Palestinians plan another tent village

Israeli police forces evict a Palestinian activist from an area known as E1 in the West Bank, January 13, 2012.

Palestinian activists have devised plans to set up another tent village in the occupied Palestinian territories as a sign of protest against Israel’s settlement policies.

The exact location of the planned tent village has not been announced yet, but it is expected to be set up at the site of Israel’s future settlement projects, referred to by the Israelis as E1.

The move came following a forced evacuation of some 200 Palestinian and foreign activists, who had set up makeshift tents in the Israel-occupied Palestinian territory of the West Bank on Friday to confront a recent Israeli plan to construct new settlement units in the area.

It is the second time that the pro-Palestine activists are using the tactic to protest against Tel Aviv’s settlement construction policies.

On Sunday, Israeli forces attacked the activists’ tent camp and forcibly evacuated them.

Palestinian protesters said that at least six activists were wounded in the attack.

UN Secretary-General Ban Ki-moon on Monday slammed Israel’s attack on peaceful Palestinian protesters, calling the protest non-violent. Ban reiterated that the Palestinians reserve the right to stage peaceful demonstrations, urging Israel to respect the inalienable right of the Palestinian people.

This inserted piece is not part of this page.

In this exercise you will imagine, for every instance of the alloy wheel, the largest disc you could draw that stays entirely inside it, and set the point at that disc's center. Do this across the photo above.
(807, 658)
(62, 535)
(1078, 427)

The UN chief also called on Israeli Prime Minister Benjamin Netanyahu to abandon his new plans of settlement construction in the West Bank.
Despite international condemnations, Israel has announced new plans to construct 170 new settler units and 84 “guest rooms” in the West Bank region.

The E1 project aims at connecting the West Bank settlement of Maale Adumim to the occupied Palestinian territory of East al-Quds (Jerusalem), about six kilometers away. The plan will cut off the northern part of the West Bank from the south.

More than half a million Israelis live in over 120 illegal settlements built since the 1967 Israeli occupation of the West Bank and East al-Quds.

The UN and most countries consider the Israeli settlements illegal because the territories were captured by Israel in the 1967 war and are hence subject to the Geneva Conventions, which forbid construction on occupied lands.